Particle size distribution of Formoterol in the formulation containing unlabeled BDP (reference) and in the formulation containing radiolabeled BDP. Formoterol measured by ACI and HPLC in both formulations (mean ± SD of three radiolabeled batches and of three inhalers from one unlabeled batch).
The emitted dose (ED) (mean ± standard deviation) of FF was 4.4 ± 0.2 μg (n = 6) and 4.9 ± 0.3 μg (n = 9) for the unlabeled and labeled drug, respectively. Similarly, the ED of BDP was 73.3 ± 3.8 μg (n = 6) and 71.7 ± 2.5 μg (n = 9) for the unlabeled and labeled drug, respectively.
MMAD: for each of the three labeled batches, one inhaler was tested once (n = 3); three inhalers of one unlabeled batch were tested twice (n = 6).
FPD and FPF: for each of the three labeled batches, one inhaler was tested once (n = 3); three inhalers of one unlabeled batch were tested twice (n = 6).
ED: for each of the three labeled batches, three inhalers were tested once (n = 9); three inhalers of one unlabeled batch were tested twice (n = 6).
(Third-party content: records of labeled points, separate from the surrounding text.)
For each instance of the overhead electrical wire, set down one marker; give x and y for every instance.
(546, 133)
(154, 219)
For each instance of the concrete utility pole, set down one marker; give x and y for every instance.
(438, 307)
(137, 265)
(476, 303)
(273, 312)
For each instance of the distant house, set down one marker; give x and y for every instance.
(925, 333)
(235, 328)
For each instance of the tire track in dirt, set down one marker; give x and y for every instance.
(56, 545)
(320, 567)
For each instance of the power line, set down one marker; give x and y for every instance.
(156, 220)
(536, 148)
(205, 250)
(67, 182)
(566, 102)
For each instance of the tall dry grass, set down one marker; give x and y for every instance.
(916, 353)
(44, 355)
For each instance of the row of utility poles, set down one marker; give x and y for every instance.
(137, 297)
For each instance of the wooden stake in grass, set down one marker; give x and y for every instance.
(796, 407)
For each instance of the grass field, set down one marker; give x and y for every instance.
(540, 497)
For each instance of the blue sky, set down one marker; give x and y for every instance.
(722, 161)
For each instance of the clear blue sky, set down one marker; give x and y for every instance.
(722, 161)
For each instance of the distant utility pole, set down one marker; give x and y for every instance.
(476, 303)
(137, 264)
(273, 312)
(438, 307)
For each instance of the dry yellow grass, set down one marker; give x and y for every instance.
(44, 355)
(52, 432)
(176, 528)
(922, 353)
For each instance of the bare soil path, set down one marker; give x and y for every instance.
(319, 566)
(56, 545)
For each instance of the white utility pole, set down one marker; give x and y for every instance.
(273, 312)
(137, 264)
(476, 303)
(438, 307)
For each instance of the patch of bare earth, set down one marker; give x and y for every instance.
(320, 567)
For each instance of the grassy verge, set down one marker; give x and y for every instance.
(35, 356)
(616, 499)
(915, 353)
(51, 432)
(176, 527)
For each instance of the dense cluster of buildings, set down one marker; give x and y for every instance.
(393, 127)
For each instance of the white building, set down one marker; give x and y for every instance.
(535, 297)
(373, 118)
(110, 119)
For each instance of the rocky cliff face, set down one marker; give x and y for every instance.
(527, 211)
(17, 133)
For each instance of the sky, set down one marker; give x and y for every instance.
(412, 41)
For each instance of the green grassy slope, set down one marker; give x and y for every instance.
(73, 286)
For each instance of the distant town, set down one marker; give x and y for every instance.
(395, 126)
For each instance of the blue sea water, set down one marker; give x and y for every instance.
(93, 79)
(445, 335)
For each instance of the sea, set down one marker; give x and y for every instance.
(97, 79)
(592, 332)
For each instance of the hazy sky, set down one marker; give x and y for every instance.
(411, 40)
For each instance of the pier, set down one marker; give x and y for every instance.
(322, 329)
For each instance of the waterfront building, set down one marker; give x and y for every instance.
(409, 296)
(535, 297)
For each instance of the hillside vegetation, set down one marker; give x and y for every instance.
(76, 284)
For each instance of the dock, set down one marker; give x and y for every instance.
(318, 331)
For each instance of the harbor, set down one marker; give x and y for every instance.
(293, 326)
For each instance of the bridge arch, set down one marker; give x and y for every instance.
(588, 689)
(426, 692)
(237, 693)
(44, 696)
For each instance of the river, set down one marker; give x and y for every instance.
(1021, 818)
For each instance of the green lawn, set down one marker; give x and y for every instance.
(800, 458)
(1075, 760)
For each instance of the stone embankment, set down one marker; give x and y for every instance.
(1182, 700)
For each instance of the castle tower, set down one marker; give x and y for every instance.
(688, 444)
ED, emitted dose; FPD, fine particle dose; FPF, fine particle fraction; HPLC, high-performance liquid chromatography; MMAD, mass median aerodynamic diameter.
represents data expressed as μg; #represents data expressed as kBq.
The FPF (expressed as% of the ED) (mean ± standard deviation) of FF was 71.2% ± 1.9% (n = 6) and 69.6% ± 2.0% (n = 3) for the unlabeled and labeled drug, respectively. Consistently, the FPF of BDP was 68.1% ± 1.9% (n = 6) and 74.1% ± 1.3% (n = 3) for the unlabeled and labeled drug, respectively. The MMAD was 1.43 ± 0.05 μm (n = 6) and 1.53 ± 0.06 μm (n = 3) for formoterol in the unlabeled and labeled product, respectively, and 1.53 ± 0.05 μm (n = 6) and 1.50 ± 0.00 μm (n = 3) for BDP in the unlabeled and labeled product, respectively.
These results confirm that the labeling procedure did not change the properties of the extrafine unlabeled product. In particular, the similarity of FPF (representative of the respirable fraction of the drug) and MMAD between unlabeled and labeled drug suggests no impact of the labeling process on the aerodynamic behavior in vivo of the drug.
Batch release of 99mTc-radiolabeled BDP/FF combination before administration
At each time of inhalation, a powder batch was prepared, and six or seven NEXThaler® devices were filled. Six powder batches were prepared in total during the study. Every batch was tested before administration. Release criteria were radioactivity content uniformity of the powder batch of 0.525–2.1 MBq per 10 mg powder (CV ≤5%), radioactivity of the emitted dose measured for each filled device of 0.5–2.0 MBq per actuation, and radioactivity of the FPF of >35% of the mean radioactive content.
All the powder batches and the filled NEXThaler® devices used for subjects' treatment fulfilled the release criteria, showing radioactivity content of the powder batch ranging from 0.631 to 1.55 MBq per 10 mg powder (CV from 1.0% to 4.2%), radioactivity of the emitted dose ranging from 0.5 to 1.2 MBq per actuation, and radioactivity of the FPF ranging from 50% to 71% of the mean radioactive content.
Deposition data
Drug deposition was expressed as percent of the emitted dose of BDP (71.7 ± 2.5 μg as calculated during the validation of the radio labeling process, Table 2) and was comparable in healthy subjects and patients.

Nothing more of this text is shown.